Eventually the Javanese returned to Solo and Denam finished the house with the help of Ketut, a Balinese craftsman who had worked at the house he rented in Kerobokan.

She continued to teach how to maintain funds to build her dream. Whenever possible he drove from Kerobokan to Desa Santa with Ketut builder to monitor progress.

When finished, the reassembled and enlarged T-shaped house was measured 11 to 10 meters in the front and 22 to 5 meters in the rear. An indoor toilet was added and Denham began moving to furniture, bookshelves and antiques.

The interior began to take shape, starting with a huge kitchen in the center of a large table 12.

“I had another leg up in the expatriate international school world, but I started to get closer to the Sanda community and listen to their desire to make the village an eco-tourism destination,” says Denham. “On the way home, there is an organic bakery, which makes fresh bread and cakes to sell in cafes in the south. I also found locals making organic jams, handmade soaps and shampoos. “

Kayti's Bali Home -2

A local mold-maker proves bedek (traditional rattan roof).

Kayti Denham

To grow the land around the house, a group of locals and expatriates, including some former Denham international students, organized a “Permablitz”, a kind of rapid attack permaculture. They built bamboo warehouses with large toilets and started working in an organic vegetable garden, while camping and playing music with the locals at night.

Seeing the property filled with coffee, cocoa, durian, mangosteen and avocado, all organically grown, Denham felt her dreams merge effortlessly with those of the community.

It is moving away from the pandemic

In July 2018, Denham flew to Australia to get a teaching job in a remote desert town, returning to Bali during the school holidays to work further at home. She spent most of her Christmas vacation in 2019 transporting the rest of her worldly goods from Kerobokan, where her lease had ended, to Sanda.

She decided that instead of unpacking, she would store everything safely and give her the opportunity to immerse herself in the atmosphere of her beautiful home, with its old wooden living room, spacious kitchen and spare storage where she stores her material life.

“It was raining, the leaves were dripping, the birds were calling, the cigarettes were climbing and nothing happened, except for one night when a hunter came out of the rain and gave me a little fear.

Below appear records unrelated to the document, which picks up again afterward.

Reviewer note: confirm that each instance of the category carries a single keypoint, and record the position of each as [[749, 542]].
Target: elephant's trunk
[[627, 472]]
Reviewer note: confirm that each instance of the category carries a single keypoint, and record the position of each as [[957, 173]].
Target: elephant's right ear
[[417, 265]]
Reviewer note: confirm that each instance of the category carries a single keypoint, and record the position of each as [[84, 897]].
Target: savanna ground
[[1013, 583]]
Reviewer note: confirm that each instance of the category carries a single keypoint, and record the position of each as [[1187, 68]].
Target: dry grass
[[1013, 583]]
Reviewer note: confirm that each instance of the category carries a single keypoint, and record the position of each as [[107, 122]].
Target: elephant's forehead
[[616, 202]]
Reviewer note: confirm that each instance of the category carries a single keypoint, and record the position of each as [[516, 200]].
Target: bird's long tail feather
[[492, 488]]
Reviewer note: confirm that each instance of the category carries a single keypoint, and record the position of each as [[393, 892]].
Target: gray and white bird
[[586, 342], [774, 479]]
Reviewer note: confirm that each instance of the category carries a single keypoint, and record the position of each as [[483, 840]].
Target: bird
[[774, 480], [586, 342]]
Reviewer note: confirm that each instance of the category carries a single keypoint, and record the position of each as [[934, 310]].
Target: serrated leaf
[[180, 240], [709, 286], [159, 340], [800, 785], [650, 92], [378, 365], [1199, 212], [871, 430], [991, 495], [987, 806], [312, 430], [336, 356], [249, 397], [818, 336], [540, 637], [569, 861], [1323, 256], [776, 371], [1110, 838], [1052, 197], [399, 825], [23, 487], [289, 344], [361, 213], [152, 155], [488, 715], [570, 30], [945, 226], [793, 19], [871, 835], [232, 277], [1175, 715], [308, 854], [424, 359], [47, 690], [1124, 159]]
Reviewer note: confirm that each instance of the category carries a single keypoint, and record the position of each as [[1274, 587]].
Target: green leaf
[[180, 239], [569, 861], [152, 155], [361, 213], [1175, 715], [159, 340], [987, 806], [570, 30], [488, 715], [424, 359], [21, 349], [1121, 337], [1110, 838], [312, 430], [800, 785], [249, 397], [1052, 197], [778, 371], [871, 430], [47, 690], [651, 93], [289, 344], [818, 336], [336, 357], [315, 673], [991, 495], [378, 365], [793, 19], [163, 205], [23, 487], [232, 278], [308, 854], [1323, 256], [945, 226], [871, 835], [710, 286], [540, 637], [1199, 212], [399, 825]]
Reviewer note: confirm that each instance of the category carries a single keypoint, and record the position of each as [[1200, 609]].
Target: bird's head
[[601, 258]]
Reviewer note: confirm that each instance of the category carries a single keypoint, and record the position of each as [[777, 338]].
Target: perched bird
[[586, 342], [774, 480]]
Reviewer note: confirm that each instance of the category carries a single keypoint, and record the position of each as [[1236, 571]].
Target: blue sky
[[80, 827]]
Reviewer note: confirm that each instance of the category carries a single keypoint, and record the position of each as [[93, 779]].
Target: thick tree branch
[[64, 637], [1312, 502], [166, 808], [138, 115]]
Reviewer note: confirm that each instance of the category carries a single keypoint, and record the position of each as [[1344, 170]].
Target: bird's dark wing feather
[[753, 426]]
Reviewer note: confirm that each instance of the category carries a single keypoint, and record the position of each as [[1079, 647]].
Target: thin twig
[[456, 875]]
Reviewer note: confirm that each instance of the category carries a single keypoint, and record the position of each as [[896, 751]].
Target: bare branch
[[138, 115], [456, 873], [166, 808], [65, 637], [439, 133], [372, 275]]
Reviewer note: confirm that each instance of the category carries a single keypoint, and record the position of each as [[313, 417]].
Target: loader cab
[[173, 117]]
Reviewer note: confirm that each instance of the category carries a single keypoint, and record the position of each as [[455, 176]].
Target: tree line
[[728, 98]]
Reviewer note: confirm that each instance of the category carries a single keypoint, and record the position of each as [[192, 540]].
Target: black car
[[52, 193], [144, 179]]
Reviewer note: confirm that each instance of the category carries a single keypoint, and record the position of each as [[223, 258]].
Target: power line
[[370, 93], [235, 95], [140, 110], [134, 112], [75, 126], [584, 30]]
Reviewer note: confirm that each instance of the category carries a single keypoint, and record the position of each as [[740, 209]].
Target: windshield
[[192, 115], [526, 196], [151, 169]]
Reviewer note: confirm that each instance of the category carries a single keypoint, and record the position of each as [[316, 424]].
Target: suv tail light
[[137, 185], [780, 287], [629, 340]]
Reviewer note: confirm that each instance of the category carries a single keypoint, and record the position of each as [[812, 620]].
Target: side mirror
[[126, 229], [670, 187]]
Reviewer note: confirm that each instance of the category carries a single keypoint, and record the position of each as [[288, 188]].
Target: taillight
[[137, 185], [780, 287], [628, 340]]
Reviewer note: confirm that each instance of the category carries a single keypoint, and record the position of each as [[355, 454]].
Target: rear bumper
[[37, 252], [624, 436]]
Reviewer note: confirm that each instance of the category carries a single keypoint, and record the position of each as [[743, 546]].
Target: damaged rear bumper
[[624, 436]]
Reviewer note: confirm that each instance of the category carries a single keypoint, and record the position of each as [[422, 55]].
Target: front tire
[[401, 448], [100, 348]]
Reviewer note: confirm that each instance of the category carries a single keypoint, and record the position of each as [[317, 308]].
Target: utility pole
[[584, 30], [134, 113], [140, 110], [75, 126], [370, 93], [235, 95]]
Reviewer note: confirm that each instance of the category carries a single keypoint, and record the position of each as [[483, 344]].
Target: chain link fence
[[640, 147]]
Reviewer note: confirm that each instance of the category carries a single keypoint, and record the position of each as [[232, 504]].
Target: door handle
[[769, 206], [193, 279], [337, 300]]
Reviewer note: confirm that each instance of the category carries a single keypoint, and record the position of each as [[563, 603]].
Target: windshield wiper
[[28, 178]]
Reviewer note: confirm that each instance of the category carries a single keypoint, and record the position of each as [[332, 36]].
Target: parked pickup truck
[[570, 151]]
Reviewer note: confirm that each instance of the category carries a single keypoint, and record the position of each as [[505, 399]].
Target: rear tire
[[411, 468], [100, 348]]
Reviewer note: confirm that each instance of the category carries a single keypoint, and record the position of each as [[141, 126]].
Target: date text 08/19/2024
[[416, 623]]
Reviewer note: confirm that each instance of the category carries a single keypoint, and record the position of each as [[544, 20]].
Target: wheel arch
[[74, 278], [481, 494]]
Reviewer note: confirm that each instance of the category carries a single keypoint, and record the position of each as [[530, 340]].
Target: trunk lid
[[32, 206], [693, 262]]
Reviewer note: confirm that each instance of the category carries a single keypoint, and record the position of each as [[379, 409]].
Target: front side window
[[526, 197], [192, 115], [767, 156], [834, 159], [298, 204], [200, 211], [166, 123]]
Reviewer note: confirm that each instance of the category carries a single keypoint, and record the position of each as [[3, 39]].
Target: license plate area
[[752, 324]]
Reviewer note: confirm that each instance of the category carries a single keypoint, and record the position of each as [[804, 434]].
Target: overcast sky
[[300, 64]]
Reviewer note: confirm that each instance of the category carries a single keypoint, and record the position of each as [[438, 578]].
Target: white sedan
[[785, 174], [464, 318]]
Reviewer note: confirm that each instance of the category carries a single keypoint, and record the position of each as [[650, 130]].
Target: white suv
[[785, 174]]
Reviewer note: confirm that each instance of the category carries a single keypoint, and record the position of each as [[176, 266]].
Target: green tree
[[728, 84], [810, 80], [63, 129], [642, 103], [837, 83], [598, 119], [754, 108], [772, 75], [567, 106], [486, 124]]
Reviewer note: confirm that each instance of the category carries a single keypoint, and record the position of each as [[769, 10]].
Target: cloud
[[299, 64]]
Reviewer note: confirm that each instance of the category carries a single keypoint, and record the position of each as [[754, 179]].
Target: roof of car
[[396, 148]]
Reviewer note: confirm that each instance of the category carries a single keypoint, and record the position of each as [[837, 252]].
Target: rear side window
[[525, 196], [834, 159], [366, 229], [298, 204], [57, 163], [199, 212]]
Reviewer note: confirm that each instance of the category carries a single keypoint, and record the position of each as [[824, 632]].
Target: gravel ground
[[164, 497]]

But these last few days at home have been nothing less than Paradise. “

She flew back to Australia after Christmas to start teaching again, telling her friends in Bali, “See you in April!”

When April 2020 came, unexpected pandemic travel protocols left Denham in Australia. It has been more than a year since she went to her home in Bali. At this point, Dennam says “I live on WhatsApp messages. I send pictures of my beautiful home in the vast forest, empty and waiting for my return.”

A local family takes care of the house in case of her absence. Some time ago, Robi’s band recorded a live music video in the garden. The cafe produces organic, sustainable robusta.

“Someone from the cafe came to my doorstep last week,” Dennam said. “Every time I make a cup, it takes me to a place I have not yet lived, but which I have been dreaming of for years.”